2) Our users/groups approach was to use OME scripts to create 50 training users in a "training" group, and between training sessions we "clean up" and undo most of the changes that happen during a training session. We're already using OME scripts to do most of this - I think currently the main manual steps are deleting tags and attachments IIRC. 3) To avoid data multiplication we in-place import the same data to every user, which is good, but people still get confused when trying to look at each other's data: they see the same data again. Maybe it might be worth in-place importing the same data, but changing names ("user1_randomimage.tif" instead of "randomimage.tif"). Something for the future!

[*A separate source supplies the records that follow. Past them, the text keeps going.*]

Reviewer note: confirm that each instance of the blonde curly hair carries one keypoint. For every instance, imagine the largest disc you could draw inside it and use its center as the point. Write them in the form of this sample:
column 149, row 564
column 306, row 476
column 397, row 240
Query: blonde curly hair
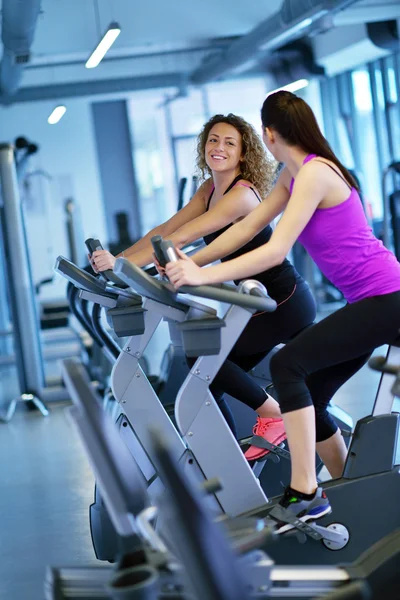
column 256, row 167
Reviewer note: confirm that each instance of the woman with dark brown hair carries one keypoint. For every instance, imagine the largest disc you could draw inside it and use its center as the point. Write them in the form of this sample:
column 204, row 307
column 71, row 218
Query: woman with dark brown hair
column 237, row 173
column 322, row 209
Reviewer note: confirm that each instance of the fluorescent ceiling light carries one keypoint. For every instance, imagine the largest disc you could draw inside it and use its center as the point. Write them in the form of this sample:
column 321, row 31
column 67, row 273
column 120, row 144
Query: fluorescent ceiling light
column 292, row 87
column 104, row 45
column 56, row 115
column 291, row 32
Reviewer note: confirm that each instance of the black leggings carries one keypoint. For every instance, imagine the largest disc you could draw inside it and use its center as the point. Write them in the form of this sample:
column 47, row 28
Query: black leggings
column 262, row 333
column 312, row 367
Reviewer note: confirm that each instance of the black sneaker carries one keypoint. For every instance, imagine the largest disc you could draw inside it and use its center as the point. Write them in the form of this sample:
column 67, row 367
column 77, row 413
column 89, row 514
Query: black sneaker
column 290, row 508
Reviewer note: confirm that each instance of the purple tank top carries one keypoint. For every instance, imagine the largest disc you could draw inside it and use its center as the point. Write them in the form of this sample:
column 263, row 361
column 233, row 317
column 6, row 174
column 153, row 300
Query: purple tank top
column 342, row 245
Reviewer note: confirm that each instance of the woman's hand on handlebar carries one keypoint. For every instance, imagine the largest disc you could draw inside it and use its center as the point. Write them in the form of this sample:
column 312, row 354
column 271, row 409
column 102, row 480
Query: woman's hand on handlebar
column 159, row 268
column 92, row 263
column 102, row 260
column 184, row 271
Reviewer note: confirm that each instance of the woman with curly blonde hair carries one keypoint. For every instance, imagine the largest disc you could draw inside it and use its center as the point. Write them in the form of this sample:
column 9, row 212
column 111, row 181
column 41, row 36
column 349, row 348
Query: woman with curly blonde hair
column 237, row 173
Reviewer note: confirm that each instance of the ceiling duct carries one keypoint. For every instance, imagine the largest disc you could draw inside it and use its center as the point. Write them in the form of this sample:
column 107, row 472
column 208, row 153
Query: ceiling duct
column 296, row 19
column 19, row 19
column 385, row 34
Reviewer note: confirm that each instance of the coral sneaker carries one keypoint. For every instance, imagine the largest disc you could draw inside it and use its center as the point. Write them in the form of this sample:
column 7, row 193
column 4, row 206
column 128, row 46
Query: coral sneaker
column 272, row 430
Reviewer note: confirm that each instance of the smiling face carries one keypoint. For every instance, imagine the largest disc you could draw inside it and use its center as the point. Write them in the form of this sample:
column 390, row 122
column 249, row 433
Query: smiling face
column 223, row 149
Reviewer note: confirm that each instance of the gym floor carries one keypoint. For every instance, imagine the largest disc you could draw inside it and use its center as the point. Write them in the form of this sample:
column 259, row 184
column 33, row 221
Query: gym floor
column 47, row 486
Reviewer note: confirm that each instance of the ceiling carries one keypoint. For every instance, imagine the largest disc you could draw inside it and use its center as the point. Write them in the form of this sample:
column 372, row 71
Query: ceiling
column 158, row 39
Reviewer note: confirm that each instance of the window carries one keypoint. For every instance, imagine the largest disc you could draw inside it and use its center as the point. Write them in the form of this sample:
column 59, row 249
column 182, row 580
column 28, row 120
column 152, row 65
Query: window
column 391, row 79
column 152, row 157
column 366, row 140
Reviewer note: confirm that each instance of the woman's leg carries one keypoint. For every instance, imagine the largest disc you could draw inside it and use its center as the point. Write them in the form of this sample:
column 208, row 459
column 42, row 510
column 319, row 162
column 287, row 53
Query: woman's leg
column 322, row 386
column 333, row 453
column 351, row 333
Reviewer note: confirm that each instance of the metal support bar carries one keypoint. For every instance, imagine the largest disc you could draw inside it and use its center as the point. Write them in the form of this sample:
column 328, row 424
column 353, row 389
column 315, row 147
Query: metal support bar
column 25, row 320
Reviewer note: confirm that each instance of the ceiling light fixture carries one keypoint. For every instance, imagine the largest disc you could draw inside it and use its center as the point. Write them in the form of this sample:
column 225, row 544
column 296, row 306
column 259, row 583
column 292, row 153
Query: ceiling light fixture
column 103, row 46
column 291, row 87
column 56, row 114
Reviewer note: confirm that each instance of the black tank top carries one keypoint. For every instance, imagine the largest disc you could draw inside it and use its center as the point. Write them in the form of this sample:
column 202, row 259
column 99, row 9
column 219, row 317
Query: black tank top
column 280, row 281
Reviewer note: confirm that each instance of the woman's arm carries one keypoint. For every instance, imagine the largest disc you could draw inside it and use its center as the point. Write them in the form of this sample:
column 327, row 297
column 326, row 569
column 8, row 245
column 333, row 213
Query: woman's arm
column 239, row 234
column 239, row 202
column 309, row 190
column 192, row 210
column 141, row 253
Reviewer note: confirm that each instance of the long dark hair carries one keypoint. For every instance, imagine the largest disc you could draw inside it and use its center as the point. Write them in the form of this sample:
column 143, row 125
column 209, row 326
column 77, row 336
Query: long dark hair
column 295, row 122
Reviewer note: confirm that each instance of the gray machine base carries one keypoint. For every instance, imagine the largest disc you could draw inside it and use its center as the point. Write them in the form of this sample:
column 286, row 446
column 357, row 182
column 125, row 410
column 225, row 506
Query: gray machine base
column 365, row 506
column 8, row 414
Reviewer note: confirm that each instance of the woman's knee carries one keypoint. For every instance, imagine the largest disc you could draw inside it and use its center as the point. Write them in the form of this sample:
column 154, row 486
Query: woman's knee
column 325, row 425
column 283, row 367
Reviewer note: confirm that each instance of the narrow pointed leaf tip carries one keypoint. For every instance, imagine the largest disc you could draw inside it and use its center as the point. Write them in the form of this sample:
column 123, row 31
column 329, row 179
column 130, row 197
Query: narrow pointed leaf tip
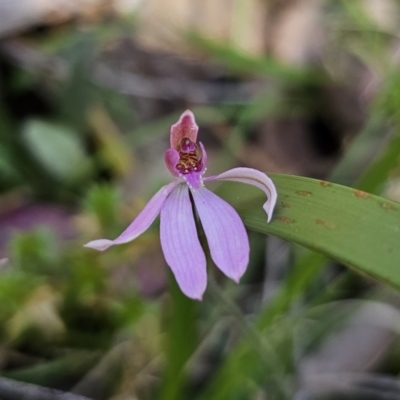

3) The Crop workflow under OMERO.figure is the kind of functionality I only go into if I have a lot of time to explain it in detail. I understand how useful it can be, but in general for a training session that is limited in time I stick to zoom/pan of multiple panels and don't touch it at all. Once in a while someone will come to me with a "can I do X in OMERO.Figure" question and I'm more than happy to explain that when needed outside the training workshop context.
4) For Python+OMERO, we've moved to using a lot of our own convenience functions in training. Last time we ran an "OMERO for developers" workshop, we spun up a JupyterHub in GCP and cloned our repo with notebooks (https://github.com/TheJacksonLaboratory/omero_for_developers) directly there. Because our GCP instance has VPN access, we could still do work in our internal dev server.
Some ideas too We woudl also love some docker (or ansyble). It would be nice if somehow the groups/users would be configurable through some kind of yml or toml file. Actually for our training I would like to create more meaningful users based on known French Comics. That would not only add a funny side, but also, users will identify more clearly some of the concepts. If configurable, people may use lists of known groups that are known locally. You may use pictures and demo that feature (I do not think we would run into copyright issues if it is us grasping the image from a URL or so). e.g.
- group: petit village gaulois
- owner: Abraracourcix
- users: Astérix, Obélix, Idéfix, Panoramix, Assurancetourix, Ordralfabétix,...
- group: Tournesol Lab
- owner: Professor Calculus
- users: Tintin, Captain Haddock, Bianca Castafiore, Nestor, Dupond, Dupont, Milou ...
I agree on the advantages and disadvantages of using the same data. One way around might be that all data are the same but one dataset used to demo the sharing where, each user has a "personal" image: a pencil, a lab timer, a lab book, a coffee mug,...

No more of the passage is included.